Eppure, sfogliando la letteratura specialistica più avvertita, emerge con chiarezza un dato che meriterebbe, se non una riforma, almeno una confessione: il nostro ordinamento conosce il trust molto meglio di quanto sia disposto ad ammettere.
La distinzione canonica tra esecutore testamentario e trustee viene tradizionalmente difesa come un baluardo identitario del civil law: il primo “possiede”, il secondo “è proprietario” almeno temporaneamente. Una distinzione elegante, senza dubbio, e rassicurante, ma si riduce a una differenza terminologica, quasi lessicale — e, nei casi più evoluti, a una finzione classificatoria utile più alla tranquillità del sistema che alla descrizione della realtà.
Perché, nel momento in cui l’esecutore testamentario viene investito — come sempre più spesso accade nella prassi evoluta — di poteri di amministrazione piena, alienazione, investimento e perfino divisione, quella che dovrebbe essere una linea di confine ontologica si riduce a una differenza terminologica, quasi lessicale. In altre parole, cambiano le parole, ma le funzioni restano ostinatamente le stesse. Ed è qui che riaffiora, con la discrezione di un antico manoscritto riemerso da un archivio polveroso, la figura del minister nudus: titolare di una posizione giuridica svuotata del proprio contenuto economico, esercitata interamente nell’interesse altrui. Il diritto contemporaneo, con una certa eleganza involontaria, continua dunque a ripetere uno schema medievale — negandone però la paternità.

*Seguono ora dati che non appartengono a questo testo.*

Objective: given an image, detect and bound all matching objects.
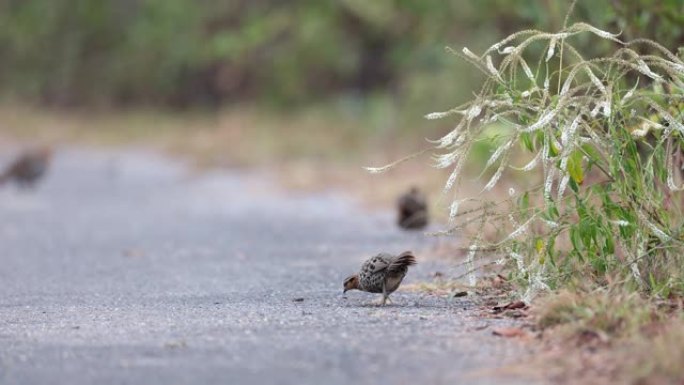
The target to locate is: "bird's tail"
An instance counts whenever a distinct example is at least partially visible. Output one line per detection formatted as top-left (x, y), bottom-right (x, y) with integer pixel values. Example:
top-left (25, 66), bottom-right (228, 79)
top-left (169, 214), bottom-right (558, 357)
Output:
top-left (388, 251), bottom-right (417, 271)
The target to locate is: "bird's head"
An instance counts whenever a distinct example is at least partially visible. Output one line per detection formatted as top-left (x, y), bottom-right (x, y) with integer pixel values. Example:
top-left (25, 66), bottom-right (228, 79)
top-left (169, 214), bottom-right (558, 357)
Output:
top-left (343, 274), bottom-right (359, 293)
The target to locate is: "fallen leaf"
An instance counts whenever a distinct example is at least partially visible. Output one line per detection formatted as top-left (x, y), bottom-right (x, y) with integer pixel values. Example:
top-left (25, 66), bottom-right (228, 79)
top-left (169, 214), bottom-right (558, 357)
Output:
top-left (492, 301), bottom-right (527, 313)
top-left (492, 327), bottom-right (527, 338)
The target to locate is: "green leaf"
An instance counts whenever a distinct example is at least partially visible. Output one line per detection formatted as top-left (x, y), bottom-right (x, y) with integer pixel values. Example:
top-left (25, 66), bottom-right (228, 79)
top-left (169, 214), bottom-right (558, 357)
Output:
top-left (568, 151), bottom-right (584, 185)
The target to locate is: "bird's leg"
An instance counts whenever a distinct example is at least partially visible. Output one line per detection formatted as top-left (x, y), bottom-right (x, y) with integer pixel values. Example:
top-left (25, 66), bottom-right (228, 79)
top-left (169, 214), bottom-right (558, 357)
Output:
top-left (381, 282), bottom-right (389, 306)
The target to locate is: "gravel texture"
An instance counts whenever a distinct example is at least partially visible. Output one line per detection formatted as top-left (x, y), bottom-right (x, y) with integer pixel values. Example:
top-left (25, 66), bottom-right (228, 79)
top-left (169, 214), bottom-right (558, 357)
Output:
top-left (0, 149), bottom-right (529, 385)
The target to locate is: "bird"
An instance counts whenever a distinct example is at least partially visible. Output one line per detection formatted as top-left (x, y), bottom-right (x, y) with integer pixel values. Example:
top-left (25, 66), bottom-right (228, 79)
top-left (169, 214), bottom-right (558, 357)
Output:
top-left (397, 186), bottom-right (428, 230)
top-left (343, 251), bottom-right (416, 305)
top-left (0, 146), bottom-right (52, 188)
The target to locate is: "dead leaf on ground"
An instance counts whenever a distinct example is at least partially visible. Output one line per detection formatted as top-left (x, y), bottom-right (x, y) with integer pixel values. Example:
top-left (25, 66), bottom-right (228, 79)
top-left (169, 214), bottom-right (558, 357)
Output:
top-left (492, 301), bottom-right (527, 313)
top-left (492, 327), bottom-right (527, 338)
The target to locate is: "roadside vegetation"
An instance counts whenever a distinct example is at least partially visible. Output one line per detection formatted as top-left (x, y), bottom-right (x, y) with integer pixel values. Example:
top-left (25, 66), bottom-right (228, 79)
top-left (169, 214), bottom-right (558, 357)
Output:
top-left (388, 3), bottom-right (684, 384)
top-left (0, 0), bottom-right (684, 384)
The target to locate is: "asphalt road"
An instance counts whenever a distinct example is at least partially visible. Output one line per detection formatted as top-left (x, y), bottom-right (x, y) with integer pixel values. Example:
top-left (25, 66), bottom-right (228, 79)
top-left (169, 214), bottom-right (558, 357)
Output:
top-left (0, 149), bottom-right (529, 385)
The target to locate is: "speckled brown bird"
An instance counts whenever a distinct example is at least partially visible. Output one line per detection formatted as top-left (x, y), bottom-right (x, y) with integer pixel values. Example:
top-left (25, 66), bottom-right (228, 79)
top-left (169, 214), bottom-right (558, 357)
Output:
top-left (397, 186), bottom-right (428, 230)
top-left (0, 147), bottom-right (52, 187)
top-left (344, 251), bottom-right (416, 305)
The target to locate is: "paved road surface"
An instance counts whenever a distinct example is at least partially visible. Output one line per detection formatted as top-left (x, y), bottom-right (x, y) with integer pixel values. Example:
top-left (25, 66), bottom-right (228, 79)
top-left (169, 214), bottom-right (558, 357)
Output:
top-left (0, 150), bottom-right (527, 385)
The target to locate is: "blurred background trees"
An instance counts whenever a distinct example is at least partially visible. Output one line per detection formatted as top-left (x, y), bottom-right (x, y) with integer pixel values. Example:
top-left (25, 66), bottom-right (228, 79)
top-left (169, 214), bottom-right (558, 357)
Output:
top-left (0, 0), bottom-right (684, 112)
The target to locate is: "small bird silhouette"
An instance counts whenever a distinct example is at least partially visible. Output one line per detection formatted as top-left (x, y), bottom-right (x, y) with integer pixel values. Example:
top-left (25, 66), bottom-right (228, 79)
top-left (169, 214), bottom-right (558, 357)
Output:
top-left (344, 251), bottom-right (416, 305)
top-left (397, 186), bottom-right (428, 230)
top-left (0, 147), bottom-right (52, 187)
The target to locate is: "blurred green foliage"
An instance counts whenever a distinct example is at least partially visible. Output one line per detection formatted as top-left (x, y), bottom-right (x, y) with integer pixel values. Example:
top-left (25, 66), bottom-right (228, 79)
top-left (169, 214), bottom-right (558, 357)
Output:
top-left (0, 0), bottom-right (684, 107)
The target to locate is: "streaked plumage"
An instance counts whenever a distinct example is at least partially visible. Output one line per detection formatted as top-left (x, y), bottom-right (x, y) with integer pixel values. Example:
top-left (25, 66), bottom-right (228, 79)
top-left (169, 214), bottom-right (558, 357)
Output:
top-left (344, 251), bottom-right (416, 305)
top-left (0, 147), bottom-right (52, 187)
top-left (397, 186), bottom-right (428, 230)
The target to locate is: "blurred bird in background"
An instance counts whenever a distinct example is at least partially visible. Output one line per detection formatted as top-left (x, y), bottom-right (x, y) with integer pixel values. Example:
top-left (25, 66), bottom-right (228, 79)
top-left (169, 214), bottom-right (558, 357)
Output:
top-left (397, 186), bottom-right (428, 230)
top-left (0, 146), bottom-right (52, 188)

Se sul piano civilistico il sistema indulge in una raffinata reticenza, su quello fiscale, al contrario, mostra una sorprendente lucidità — o, più precisamente, una lucidità selettiva. Il che conduce a un esito curioso e mentre il diritto civile continua a interrogarsi su cosa sia il trust, il diritto tributario decide direttamente quando tassarlo — mostrando, con pragmatismo quasi brutale, di aver già risolto la questione ontologica che l’altro continua a rimandare. Il legislatore tributario, specie dopo gli interventi più recenti, ha progressivamente abbandonato l’atteggiamento sospettoso verso il trust, riconoscendone la struttura e disciplinandone gli effetti con una precisione che sfiora la confessione implicita.

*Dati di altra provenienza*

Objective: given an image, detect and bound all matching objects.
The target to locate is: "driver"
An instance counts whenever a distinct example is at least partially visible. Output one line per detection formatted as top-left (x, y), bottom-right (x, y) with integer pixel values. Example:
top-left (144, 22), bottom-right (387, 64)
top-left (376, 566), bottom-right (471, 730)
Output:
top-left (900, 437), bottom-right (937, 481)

È tuttavia nella figura del trustee-erede che il sistema rivela, forse involontariamente, il proprio punto di massima tensione concettuale. Qui il cerchio si chiude con una perfezione quasi sospetta, forse, perché troppo coerente per un sistema che ha fatto della distinzione la propria forma di autodifesa.
Il fiduciario non si limita più a gestire, diventa titolare formale dell’eredità, assumendo su di sé quella stessa “nudità sostanziale” che già caratterizzava Pollidio – erede meramente formale – secoli fa. Ma, a differenza del suo illustre predecessore, lo fa con strumenti giuridici infinitamente più sofisticati e — dettaglio non trascurabile — con una protezione patrimoniale che il diritto comune avrebbe guardato con una certa invidia.

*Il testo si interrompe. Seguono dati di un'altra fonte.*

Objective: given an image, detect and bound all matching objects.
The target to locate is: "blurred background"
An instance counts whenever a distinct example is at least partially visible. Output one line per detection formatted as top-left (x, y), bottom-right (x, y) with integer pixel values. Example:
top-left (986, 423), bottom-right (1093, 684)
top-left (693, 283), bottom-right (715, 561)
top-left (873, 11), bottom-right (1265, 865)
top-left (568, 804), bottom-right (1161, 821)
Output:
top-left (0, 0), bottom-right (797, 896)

I vantaggi operativi sono noti, ma meritano di essere ricordati con un filo di malizia:
· neutralizzazione dei conflitti tra eredi (che, privati del campo di battaglia, devono reinventarsi altrove);
· segregazione patrimoniale effettiva (una delle poche promesse che il diritto, in questo caso, mantiene davvero);
· gestione efficiente del rischio, spesso senza ricorrere al rituale — quasi liturgico — dell’accettazione con beneficio d’inventario.
Eppure, nonostante questa evidente superiorità funzionale, la figura continua a essere trattata come un ospite eccentrico, tollerato ma non integrato. Come se il sistema temesse che riconoscerla apertamente significhi ammettere che certe categorie tradizionali sono ormai, se non obsolete, quantomeno insufficienti.